Disordered impenetrable two-component fermions in one dimension

• Published in: arXiv.org
• Main Authors: Kurlov, D V, Bahovadinov, M S, Matveenko, S I, Fedorov, A K, Gritsev, V, Altshuler, B L, Shlyapnikov, G V
• Format: Paper Journal Article
• Language: English
• Published: Ithaca Cornell University Library, arXiv.org 25.04.2023
• Subjects: Anderson localization; Boundary conditions; Degrees of freedom; Fermions; Localization; Many body problem; Physics - Disordered Systems and Neural Networks; Physics - Strongly Correlated Electrons
• ISSN: 2331-8422
• DOI: 10.48550/arxiv.2112.06895

We study the one-dimensional Hubbard model for two-component fermions with infinitely strong on-site repulsion (t-0 model) in the presence of disorder.

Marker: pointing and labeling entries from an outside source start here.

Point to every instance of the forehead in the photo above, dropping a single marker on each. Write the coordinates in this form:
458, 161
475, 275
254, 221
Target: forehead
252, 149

Our analytical treatment demonstrates that the type of disorder drastically changes the nature of the emerging phases. The case of spin-independent disorder can be treated as a single-particle problem with Anderson localization. On the contrary, recent numerical findings show that spin-dependent disorder, which can be realized as a random magnetic field, leads to the many-body localization-delocalization transition. We find an explicit analytic expression for the matrix elements of the random magnetic field between the eigenstates of the t-0 model with potential disorder on a finite lattice. Analysis of the matrix elements supports the existence of the many-body localization-delocalization transition in this system and provides an extended physical picture of the random magnetic field.